Isoetes maritima

Scientific classification
- Kingdom: Plantae
- Clade: Tracheophytes
- Clade: Lycophytes
- Class: Lycopodiopsida
- Order: Isoetales
- Family: Isoetaceae
- Genus: Isoetes
- Species: I. maritima
- Binomial name: Isoetes maritima Underw.
- Synonyms: Isoetes beringensis Komarov; Isoetes echinopsora var. maritima (Underw.) A.A.Eat; Isoetes macounii A.A.Eat.;

= Isoetes maritima =

- Genus: Isoetes
- Species: maritima
- Authority: Underw.
- Synonyms: Isoetes beringensis Komarov, Isoetes echinopsora var. maritima (Underw.) A.A.Eat, Isoetes macounii A.A.Eat.

Species of quillwort

Isoetes maritima, the maritime quillwort, is a quillwort in the Isoetaceae family. It is native to Alaska, British Columbia, and Washington state. It bears eight to fifteen dark green, erect, rigid leaves that are each two to five centimeters long and 1.5 millimeters wide.
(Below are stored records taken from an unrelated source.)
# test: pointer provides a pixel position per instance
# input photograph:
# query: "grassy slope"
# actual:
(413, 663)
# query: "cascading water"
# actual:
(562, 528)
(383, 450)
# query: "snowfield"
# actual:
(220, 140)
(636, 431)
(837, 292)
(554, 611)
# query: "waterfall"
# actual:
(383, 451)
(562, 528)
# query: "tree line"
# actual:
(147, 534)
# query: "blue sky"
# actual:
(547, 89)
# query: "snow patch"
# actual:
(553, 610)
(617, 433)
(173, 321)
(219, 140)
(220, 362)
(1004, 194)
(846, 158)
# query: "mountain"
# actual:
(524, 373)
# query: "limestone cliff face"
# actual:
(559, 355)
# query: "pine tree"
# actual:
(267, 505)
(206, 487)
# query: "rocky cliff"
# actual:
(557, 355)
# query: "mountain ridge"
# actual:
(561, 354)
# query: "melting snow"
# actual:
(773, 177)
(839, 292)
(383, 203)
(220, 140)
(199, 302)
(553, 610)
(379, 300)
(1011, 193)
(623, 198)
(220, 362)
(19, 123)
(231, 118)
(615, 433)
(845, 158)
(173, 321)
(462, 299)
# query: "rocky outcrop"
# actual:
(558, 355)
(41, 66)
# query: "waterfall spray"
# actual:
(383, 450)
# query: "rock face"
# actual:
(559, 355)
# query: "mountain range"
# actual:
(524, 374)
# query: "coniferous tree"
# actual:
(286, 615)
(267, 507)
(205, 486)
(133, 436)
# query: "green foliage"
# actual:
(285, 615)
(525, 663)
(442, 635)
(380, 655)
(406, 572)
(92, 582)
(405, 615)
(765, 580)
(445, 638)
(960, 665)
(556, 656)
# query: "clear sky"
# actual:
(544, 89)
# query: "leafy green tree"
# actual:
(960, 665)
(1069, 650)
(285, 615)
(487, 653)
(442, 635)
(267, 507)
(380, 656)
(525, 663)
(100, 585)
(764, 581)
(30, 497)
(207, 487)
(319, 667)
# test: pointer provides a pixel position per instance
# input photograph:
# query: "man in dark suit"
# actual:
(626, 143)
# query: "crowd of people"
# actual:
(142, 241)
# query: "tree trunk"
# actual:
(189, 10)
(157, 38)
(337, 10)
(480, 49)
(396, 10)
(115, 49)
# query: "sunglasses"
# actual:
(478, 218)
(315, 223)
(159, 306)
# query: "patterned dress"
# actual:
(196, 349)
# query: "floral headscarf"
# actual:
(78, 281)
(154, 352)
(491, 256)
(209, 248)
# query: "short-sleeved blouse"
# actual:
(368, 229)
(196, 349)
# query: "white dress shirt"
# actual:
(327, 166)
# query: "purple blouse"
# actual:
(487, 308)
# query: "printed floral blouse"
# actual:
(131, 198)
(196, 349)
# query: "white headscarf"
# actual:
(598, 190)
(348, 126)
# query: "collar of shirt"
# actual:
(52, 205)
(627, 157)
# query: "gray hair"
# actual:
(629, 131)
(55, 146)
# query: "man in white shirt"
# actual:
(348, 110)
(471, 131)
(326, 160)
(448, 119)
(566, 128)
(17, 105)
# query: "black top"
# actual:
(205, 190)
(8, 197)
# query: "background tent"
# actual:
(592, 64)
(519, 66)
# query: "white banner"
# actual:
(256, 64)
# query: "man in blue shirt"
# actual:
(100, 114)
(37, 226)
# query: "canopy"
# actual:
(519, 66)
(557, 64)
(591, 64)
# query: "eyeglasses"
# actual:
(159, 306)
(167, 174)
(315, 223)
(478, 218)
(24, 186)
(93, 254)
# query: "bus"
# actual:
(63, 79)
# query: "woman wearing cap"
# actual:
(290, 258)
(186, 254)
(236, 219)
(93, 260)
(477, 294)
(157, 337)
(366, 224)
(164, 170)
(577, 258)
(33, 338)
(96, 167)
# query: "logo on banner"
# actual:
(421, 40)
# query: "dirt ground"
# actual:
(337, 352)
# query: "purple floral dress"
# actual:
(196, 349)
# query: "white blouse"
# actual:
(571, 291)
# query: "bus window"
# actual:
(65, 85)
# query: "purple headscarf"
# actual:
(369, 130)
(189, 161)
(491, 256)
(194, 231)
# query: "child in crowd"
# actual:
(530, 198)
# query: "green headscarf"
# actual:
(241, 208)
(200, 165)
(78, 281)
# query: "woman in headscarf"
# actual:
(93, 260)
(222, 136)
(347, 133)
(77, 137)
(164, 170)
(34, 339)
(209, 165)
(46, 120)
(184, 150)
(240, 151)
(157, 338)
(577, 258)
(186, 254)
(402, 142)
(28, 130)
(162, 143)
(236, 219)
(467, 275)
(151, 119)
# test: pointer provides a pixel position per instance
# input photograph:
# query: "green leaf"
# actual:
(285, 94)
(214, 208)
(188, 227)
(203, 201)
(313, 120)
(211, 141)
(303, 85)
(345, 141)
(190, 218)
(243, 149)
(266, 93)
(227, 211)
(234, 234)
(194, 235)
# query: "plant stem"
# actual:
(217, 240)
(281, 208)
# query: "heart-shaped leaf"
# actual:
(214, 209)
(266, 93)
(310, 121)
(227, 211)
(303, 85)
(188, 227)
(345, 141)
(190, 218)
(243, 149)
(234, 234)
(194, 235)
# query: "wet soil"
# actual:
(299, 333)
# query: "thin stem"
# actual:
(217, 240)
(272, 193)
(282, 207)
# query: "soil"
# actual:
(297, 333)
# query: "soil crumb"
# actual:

The oval sporangia are small and inconspicuous, measuring at four millimeters long. The velum covers a third to a half of the sporangia. The white microspores are kidney-shaped and 30-36 micrometers long. The white megaspores are spherical and 490-670 micrometers in diameter. It is similar to I. echinospora, but with blunt spines and crests on the megaspores. I. echinospora has sharp, thin spines, though most of the other species in the genus have no megasporal spines. The epithet "maritima" and the common name "maritime quillwort", meaning "of the sea or ocean", are misnomers. Because it was first discovered by Macoun near tidal flats in British Columbia, it was treated as a coastal species. Since that time, however, it has been found in fresh-water lakes and streams.